# Building tweet vectorizer using a standard TweetTokenizer

In [1]:
import pandas as pd
from sklearn.metrics import f1_score
import pickle

from sklearn.feature_extraction.text import TfidfVectorizer
from nltk.tokenize import TweetTokenizer
from sklearn.linear_model import LogisticRegression

In [2]:
upstream = []
random_seed = 42

In [3]:
# Parameters
random_seed = 42
product = {
    "nb": "/Users/mboussarov/_umsi/Capstone/umads_697_data_medics/pipeline/output/vectorizer.ipynb",
    "vectorizer": "/Users/mboussarov/_umsi/Capstone/umads_697_data_medics/pipeline/output/vectorizer.pkl",
    "vocab": "/Users/mboussarov/_umsi/Capstone/umads_697_data_medics/pipeline/output/vocab.pkl",
}


## Read the train and test data

In [4]:
df_train = pd.read_csv('../data/HumAID_data_v1.0/all_combined/all_train.tsv', sep='\t')
df_test = pd.read_csv('../data/HumAID_data_v1.0/all_combined/all_test.tsv', sep='\t')

df_train.dropna(inplace=True)
df_test.dropna(inplace=True)

df_train.sample(5)

Unnamed: 0,tweet_id,tweet_text,class_label
25080,907966734241591298,Currently getting hit by whats left of #Irma i...,other_relevant_information
22524,914919978595487746,US military members delivered supplies to #Vie...,rescue_volunteering_or_donation_effort
37583,1168292887295078400,@JonahNRO This is a bit petty.

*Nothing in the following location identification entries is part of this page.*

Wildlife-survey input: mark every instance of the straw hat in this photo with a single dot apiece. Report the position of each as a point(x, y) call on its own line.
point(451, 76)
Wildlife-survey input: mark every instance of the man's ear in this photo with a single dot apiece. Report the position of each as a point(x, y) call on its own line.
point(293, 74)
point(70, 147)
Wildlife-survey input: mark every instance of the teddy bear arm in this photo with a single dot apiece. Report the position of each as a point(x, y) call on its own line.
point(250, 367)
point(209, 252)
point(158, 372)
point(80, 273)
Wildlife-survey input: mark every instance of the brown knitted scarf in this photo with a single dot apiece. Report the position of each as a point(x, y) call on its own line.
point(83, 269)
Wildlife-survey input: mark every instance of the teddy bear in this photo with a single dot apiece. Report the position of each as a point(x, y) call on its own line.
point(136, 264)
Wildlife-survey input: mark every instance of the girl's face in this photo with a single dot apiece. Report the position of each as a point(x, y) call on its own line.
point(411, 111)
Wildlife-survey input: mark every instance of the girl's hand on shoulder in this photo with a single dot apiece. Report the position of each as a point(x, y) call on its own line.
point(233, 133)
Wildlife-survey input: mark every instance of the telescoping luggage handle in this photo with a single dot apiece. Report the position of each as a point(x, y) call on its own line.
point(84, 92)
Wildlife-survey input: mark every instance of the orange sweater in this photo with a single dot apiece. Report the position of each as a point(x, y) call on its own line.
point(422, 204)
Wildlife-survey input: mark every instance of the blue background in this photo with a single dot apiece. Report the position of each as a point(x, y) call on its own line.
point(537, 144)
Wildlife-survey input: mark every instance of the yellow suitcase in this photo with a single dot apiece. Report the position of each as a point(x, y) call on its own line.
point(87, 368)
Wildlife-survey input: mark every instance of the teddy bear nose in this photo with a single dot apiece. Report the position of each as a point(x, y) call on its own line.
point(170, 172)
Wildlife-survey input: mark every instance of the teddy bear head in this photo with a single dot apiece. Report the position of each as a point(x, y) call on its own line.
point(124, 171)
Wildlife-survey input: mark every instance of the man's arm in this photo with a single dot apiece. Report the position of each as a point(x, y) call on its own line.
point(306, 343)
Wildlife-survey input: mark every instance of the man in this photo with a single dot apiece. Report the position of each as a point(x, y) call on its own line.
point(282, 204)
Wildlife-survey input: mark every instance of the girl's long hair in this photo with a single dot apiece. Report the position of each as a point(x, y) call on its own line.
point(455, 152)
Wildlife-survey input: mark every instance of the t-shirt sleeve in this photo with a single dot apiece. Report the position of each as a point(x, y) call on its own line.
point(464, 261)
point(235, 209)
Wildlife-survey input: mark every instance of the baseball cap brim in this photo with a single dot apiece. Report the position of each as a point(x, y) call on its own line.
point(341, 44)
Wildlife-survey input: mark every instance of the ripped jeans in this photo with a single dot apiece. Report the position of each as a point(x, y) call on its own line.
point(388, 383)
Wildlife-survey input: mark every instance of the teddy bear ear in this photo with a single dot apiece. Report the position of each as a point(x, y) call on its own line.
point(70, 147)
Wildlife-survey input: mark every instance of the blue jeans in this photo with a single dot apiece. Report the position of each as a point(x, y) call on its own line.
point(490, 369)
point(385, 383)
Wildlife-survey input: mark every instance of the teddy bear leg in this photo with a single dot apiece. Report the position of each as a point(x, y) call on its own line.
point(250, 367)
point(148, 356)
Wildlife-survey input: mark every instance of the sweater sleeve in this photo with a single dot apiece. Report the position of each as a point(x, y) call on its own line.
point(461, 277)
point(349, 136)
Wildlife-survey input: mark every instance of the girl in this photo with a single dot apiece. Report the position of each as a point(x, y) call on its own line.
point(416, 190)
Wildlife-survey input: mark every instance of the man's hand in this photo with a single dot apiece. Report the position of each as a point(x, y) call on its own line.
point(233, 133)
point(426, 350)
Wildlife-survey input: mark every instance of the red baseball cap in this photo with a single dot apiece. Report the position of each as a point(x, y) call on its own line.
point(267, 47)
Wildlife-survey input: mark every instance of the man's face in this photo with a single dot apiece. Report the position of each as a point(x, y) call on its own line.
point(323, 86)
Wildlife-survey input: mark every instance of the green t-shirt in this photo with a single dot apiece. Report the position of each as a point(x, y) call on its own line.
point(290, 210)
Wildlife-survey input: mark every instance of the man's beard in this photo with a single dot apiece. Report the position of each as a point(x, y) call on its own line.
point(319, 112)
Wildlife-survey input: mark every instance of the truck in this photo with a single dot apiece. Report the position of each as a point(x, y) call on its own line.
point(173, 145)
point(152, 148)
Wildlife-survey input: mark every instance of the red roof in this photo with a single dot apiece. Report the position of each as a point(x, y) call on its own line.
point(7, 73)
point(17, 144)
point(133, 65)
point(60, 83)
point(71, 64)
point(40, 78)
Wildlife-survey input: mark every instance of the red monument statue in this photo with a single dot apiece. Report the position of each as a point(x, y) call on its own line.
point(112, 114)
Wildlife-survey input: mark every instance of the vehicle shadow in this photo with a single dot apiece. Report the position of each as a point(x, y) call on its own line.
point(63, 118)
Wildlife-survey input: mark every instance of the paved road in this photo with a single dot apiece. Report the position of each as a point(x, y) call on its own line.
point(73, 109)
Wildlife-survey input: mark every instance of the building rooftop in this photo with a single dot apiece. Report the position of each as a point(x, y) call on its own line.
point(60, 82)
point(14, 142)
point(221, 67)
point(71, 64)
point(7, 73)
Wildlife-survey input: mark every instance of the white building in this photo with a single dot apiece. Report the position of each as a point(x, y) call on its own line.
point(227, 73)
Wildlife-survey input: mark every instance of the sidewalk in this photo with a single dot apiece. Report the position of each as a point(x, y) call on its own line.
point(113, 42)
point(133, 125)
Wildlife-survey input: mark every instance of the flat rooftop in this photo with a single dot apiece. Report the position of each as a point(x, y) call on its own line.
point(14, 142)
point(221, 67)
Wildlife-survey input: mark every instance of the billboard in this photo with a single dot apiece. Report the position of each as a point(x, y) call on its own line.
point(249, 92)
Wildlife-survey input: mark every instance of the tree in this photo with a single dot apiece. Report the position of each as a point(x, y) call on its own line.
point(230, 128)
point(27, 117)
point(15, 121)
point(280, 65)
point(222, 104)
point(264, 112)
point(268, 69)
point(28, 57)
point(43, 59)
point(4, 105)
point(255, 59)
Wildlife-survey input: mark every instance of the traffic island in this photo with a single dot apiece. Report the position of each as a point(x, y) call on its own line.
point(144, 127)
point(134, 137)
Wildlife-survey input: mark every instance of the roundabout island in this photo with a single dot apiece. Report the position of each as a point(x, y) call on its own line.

Dorian is the s...,infrastructure_and_utility_damage
940,1031165669604315136,"Items required at SMV school trivandrum, the c...",requests_or_urgent_needs
32951,1111856063274500097,The UK stands shoulder to shoulder with #Malaw...,rescue_volunteering_or_donation_effort


## Build and train the vectorizer

In [5]:
tokenizer = TweetTokenizer(preserve_case=False, reduce_len=True, strip_handles=True)

vectorizer = TfidfVectorizer(
        tokenizer=tokenizer.tokenize, #tokenize_text,
        strip_accents='unicode',
        ngram_range=(1, 2),
        max_df=0.90,
        min_df=1,
        max_features=10000,
        use_idf=True
    )

In [6]:
# from sklearn.decomposition import TruncatedSVD

# svd = TruncatedSVD(n_components=500, n_iter=30, random_state=42)

In [7]:
%%time
X_train = vectorizer.fit_transform(df_train['tweet_text'])
#X_train_reduced = svd.fit_transform(X_train)
y_train = list(df_train['class_label'])

X_test = vectorizer.transform(df_test['tweet_text'])
#X_test_reduced = svd.transform(X_test)
y_test = list(df_test['class_label'])

print('Categories: ', list(set(y_train)))
print('Vectorizer rows and columns: ', X_train.shape)
print()

Categories:  ['sympathy_and_support', 'injured_or_dead_people', 'requests_or_urgent_needs', 'not_humanitarian', 'caution_and_advice', 'rescue_volunteering_or_donation_effort', 'other_relevant_information', 'displaced_people_and_evacuations', 'infrastructure_and_utility_damage', 'missing_or_found_people']
Vectorizer rows and columns:  (53516, 10000)

CPU times: user 14.2 s, sys: 134 ms, total: 14.3 s
Wall time: 14.3 s


## Test/validate with logistic regression

In [8]:
%%time
# Prepate the logistic regression classifier
clf = LogisticRegression(solver='lbfgs', multi_class='auto', random_state=random_seed, max_iter=1000)
clf.fit(X_train, y_train)

CPU times: user 2min 46s, sys: 2min 3s, total: 4min 49s
Wall time: 1min 11s


In [9]:
%%time
# Predict on test
lr_test_preds = clf.predict(X_test)
# Score on the test data
lr_f1 = f1_score(y_test, lr_test_preds, average='macro')
print('F1 score on the test data: ', lr_f1)

F1 score on the test data:  0.7137300362376781
CPU times: user 431 ms, sys: 21.3 ms, total: 453 ms
Wall time: 1.19 s


## Persist the vectorizer to be used downstream

In [10]:
with open(str(product['vectorizer']), 'wb') as f:
    pickle.dump(vectorizer, f)

with open(str(product['vocab']), 'wb') as f:
    pickle.dump(vectorizer.vocabulary_, f)